A andorinha-das-rochas é das primeiras a iniciar a nidificação na nossa cidade, pela segunda semana de Fevereiro. Não sendo marcadamente colonial nidifica por vezes só, escolhendo na cidade buracos nas paredes dos prédios altos onde irá construir o ninho.

Refira-se que para este conjunto de aves que hoje tratamos a forma final dos ninhos é variável embora todos assentem numa estrutura base em forma de taça, aberta ou semi-fechada, feita de fibras vegetais, erva e pequenas penas que são cimentadas por lama. Também a postura média é de 4-5 ovos para as três espécies de andorinhas e de 3 ovos para o andorinhão-preto.

Em meados de Abril já é possível observar os pais a alimentarem os filhotes já bem crescidos.




A andorinha-dos-beirais é a outra espécie que inicia a sua reprodução bem cedo em meados de Fevereiro. Na cidade instala os seus ninhos debaixo de saliências nos prédios ou fazendo jus ao seu nome por baixo dos beirais.

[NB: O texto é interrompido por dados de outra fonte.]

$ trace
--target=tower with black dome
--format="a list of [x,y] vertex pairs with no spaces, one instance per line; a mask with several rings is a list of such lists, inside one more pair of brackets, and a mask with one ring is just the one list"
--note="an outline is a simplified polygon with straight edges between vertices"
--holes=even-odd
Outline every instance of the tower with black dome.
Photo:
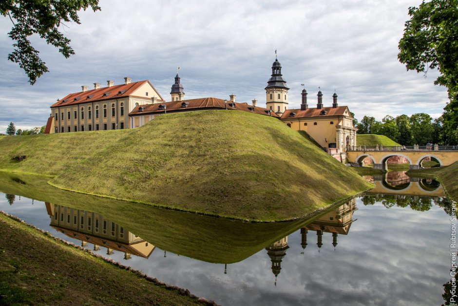
[[266,87],[266,97],[267,108],[278,114],[281,115],[288,107],[288,91],[286,81],[282,76],[282,65],[277,59],[275,51],[275,61],[272,64],[272,75]]
[[178,73],[176,73],[175,76],[175,83],[172,85],[172,91],[170,92],[172,101],[183,101],[185,96],[185,93],[183,92],[183,85],[180,83],[180,76]]

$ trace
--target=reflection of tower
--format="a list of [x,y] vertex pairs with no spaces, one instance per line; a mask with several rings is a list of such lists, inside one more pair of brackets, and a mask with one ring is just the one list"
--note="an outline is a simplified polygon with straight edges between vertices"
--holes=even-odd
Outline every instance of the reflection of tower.
[[304,254],[304,251],[305,250],[305,248],[307,247],[307,233],[308,232],[308,230],[307,230],[307,229],[305,228],[302,228],[301,229],[301,245],[302,246],[302,252],[301,254]]
[[307,232],[313,230],[317,233],[317,246],[318,251],[323,245],[324,233],[332,233],[332,245],[334,249],[337,246],[338,234],[346,235],[350,230],[350,226],[353,221],[353,212],[356,208],[356,199],[352,199],[348,202],[337,208],[324,213],[320,218],[301,229],[302,235],[302,248],[307,245]]
[[272,262],[272,272],[275,276],[275,286],[277,286],[277,276],[282,269],[282,260],[286,255],[286,250],[288,248],[288,236],[286,236],[266,248],[267,254]]

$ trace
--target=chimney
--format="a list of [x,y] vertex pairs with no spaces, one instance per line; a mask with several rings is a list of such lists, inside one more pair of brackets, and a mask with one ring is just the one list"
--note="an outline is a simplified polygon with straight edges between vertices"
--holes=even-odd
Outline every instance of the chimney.
[[332,95],[332,108],[337,108],[337,94],[335,93]]
[[307,91],[304,88],[302,90],[302,104],[301,104],[301,110],[305,111],[308,108],[308,104],[307,104]]
[[318,92],[318,94],[317,95],[317,96],[318,97],[318,103],[317,104],[317,109],[321,110],[323,108],[323,94],[321,93],[321,91]]

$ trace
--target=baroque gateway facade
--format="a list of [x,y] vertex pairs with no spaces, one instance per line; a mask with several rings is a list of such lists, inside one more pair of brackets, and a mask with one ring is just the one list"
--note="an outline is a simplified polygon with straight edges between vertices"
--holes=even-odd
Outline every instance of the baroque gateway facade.
[[323,95],[319,91],[316,107],[309,107],[307,93],[304,89],[301,108],[288,109],[289,88],[276,58],[265,89],[267,108],[257,106],[255,99],[250,103],[236,102],[233,95],[229,100],[212,97],[185,100],[178,74],[172,87],[170,102],[166,102],[148,80],[133,83],[131,79],[125,77],[124,81],[120,85],[107,81],[107,87],[103,88],[95,83],[94,89],[91,90],[81,86],[81,92],[58,100],[51,107],[46,133],[135,128],[168,112],[224,109],[277,117],[291,129],[306,132],[331,154],[345,152],[348,146],[356,145],[357,129],[353,126],[353,117],[348,107],[338,106],[335,93],[332,106],[324,105]]

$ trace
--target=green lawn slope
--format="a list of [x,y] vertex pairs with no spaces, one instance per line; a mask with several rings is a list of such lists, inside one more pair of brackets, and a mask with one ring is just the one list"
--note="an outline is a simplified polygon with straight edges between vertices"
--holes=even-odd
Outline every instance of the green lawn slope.
[[377,145],[379,146],[386,146],[388,147],[401,145],[384,135],[377,135],[377,134],[358,134],[356,135],[357,146],[366,145],[372,147]]
[[277,119],[244,112],[6,137],[0,149],[0,168],[57,175],[60,188],[253,220],[305,215],[371,186]]

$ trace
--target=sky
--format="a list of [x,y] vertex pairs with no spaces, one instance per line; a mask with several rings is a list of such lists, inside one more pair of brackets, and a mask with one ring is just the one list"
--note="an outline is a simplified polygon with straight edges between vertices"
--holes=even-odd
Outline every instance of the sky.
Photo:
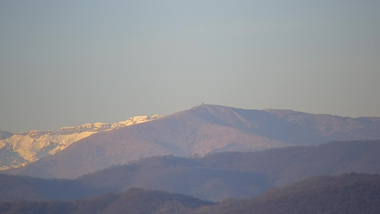
[[380,1],[0,1],[0,129],[203,102],[380,117]]

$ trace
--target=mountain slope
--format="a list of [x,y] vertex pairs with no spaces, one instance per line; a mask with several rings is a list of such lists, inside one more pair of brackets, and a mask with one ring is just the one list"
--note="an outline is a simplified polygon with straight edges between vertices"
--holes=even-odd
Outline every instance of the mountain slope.
[[[41,192],[54,189],[49,187],[54,182],[57,187],[85,184],[86,188],[103,193],[142,187],[214,201],[246,198],[259,195],[271,187],[283,187],[312,176],[353,171],[380,174],[379,153],[380,141],[358,141],[254,152],[218,153],[193,159],[151,157],[87,174],[70,182],[63,180],[63,183],[56,183],[59,180],[0,174],[0,196],[3,199],[25,195],[51,199]],[[22,190],[23,193],[19,194]],[[16,192],[19,198],[14,198]]]
[[92,134],[49,158],[7,173],[74,178],[153,155],[203,155],[380,139],[377,119],[202,105],[149,123]]
[[269,191],[258,198],[229,200],[192,214],[375,214],[380,213],[380,176],[352,173],[314,177]]
[[80,200],[1,202],[0,212],[4,214],[183,213],[212,203],[191,196],[133,188],[119,194],[109,193]]
[[380,176],[352,173],[311,178],[257,198],[217,203],[158,190],[132,188],[119,194],[71,201],[0,202],[6,214],[377,214]]
[[87,123],[62,127],[59,132],[38,130],[12,133],[0,130],[0,170],[27,165],[54,155],[74,142],[93,134],[119,128],[162,117],[155,115],[130,118],[111,125]]
[[46,180],[0,174],[0,201],[66,200],[100,195],[109,191],[90,187],[79,180]]

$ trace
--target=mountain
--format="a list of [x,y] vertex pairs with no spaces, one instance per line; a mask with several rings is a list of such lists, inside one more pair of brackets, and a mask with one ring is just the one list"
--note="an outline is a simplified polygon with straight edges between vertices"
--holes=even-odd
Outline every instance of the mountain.
[[0,201],[67,200],[104,194],[109,191],[109,188],[90,186],[79,180],[48,180],[0,174]]
[[38,130],[12,133],[0,130],[0,170],[25,166],[54,155],[93,134],[149,121],[162,116],[134,117],[113,124],[96,123],[62,127],[60,131]]
[[0,129],[0,140],[3,140],[11,136],[13,134],[11,132],[3,131]]
[[169,214],[184,213],[213,204],[191,196],[132,188],[119,194],[109,193],[80,200],[0,202],[0,212],[4,214]]
[[[51,199],[46,196],[54,189],[50,187],[52,180],[62,180],[54,185],[62,187],[62,189],[70,184],[67,188],[69,189],[71,184],[77,186],[81,184],[81,189],[78,190],[90,188],[97,194],[142,187],[214,201],[231,197],[247,198],[260,195],[273,187],[281,187],[321,175],[353,171],[380,174],[379,153],[380,140],[356,141],[255,152],[220,152],[201,158],[150,157],[84,175],[70,182],[0,174],[0,196],[3,199],[36,195]],[[22,191],[23,193],[20,194]],[[71,192],[74,193],[72,198],[77,196],[75,192]],[[52,198],[63,197],[59,192],[57,194]]]
[[380,176],[351,173],[315,177],[273,189],[254,199],[214,203],[190,196],[132,188],[122,193],[71,201],[0,202],[5,214],[377,214]]
[[379,118],[202,105],[149,123],[92,134],[61,152],[5,173],[75,178],[141,157],[254,151],[331,141],[380,139]]
[[229,200],[188,214],[375,214],[380,176],[355,173],[311,178],[250,200]]

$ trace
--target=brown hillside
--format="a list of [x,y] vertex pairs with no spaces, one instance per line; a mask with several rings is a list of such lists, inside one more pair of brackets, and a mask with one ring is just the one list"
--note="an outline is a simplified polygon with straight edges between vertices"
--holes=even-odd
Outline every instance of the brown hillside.
[[153,155],[203,155],[331,140],[380,139],[380,121],[376,118],[203,105],[156,120],[93,134],[49,158],[4,172],[73,178]]

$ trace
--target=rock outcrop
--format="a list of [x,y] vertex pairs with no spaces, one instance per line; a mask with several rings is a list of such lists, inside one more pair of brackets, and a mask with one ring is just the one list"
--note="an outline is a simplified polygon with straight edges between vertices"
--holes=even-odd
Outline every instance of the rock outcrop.
[[93,134],[106,131],[162,117],[158,115],[133,117],[112,125],[86,123],[62,127],[59,132],[34,130],[12,133],[0,129],[0,170],[25,166],[54,155],[73,143]]
[[13,135],[13,134],[11,132],[0,129],[0,140],[3,140],[8,137],[10,137]]

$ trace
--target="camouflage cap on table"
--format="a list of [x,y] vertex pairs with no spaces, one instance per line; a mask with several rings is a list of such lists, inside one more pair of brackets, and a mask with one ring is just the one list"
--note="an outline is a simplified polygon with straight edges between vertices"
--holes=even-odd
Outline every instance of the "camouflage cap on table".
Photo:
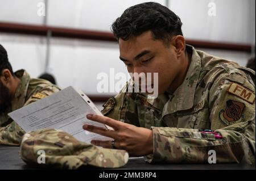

Colonial, os seus ninhos encontram-se frequentemente contíguos uns aos outros. 

As crias são alimentadas por ambos os progenitores e pelos irmãos de ninhada anterior, que nunca se afastam do local do ninho.





Por vezes a mesma plataforma serve para as crias destas duas espécies esperarem pelos respectivos progenitores.




A andorinha-das-chaminés é um pouco mais tardia começando a nidificar em meados de Março e podendo fazer 2 a 3 posturas como a andorinha-dos-beirais.

Como já antes referido e ao contrário das suas primas esta espécie prefere o campo e o terreno aberto para aí construir os ninhos, podendo instalá-los com muita frequência no interior de construções (celeiros, estábulos, alpendres, …).

Logo que as crias abandonam o ninho a família é frequentemente avistada pousada nos fios eléctricos, chilreando muito. Dá então para ver como as crias apresentam uma cauda mais curta e os padrões de cor não são tão vivos.




O andorinhão-preto nidifica em pequenas colónias na cidade por baixo das telhas, nos campanários das igrejas, em buracos e fendas dos mais altos edifícios, parecendo demonstrar anualmente uma grande fidelidade ao parceiro e aos ninhos.




Inicia a sua época de reprodução em princípios de Abril e faz uma única postura.

Ao contrário do que se passa com as andorinhas, as crias de andorinhão-preto logo que começam a voar tornam-se independentes dos pais.





É certo que estamos na Primavera e em plena época de criação e como se tem constatado, neste conjunto de cinco apontamentos dedicados à vida das aves, este período do ano é propício a estes comportamentos frenéticos por parte da generalidade das aves.

Contudo, poderemos verificar em futura ocasião, como no caso deste grupo de aves trazidas hoje à estampa, as mesmas parecem levar todos os momentos da sua vida à velocidade dos seus voos!













este texto, só agora publicado, foi produzido durante o estado de emergência imposto pela pandemia do Covid-19, em total respeito pelo cumprimento das restrições em vigor.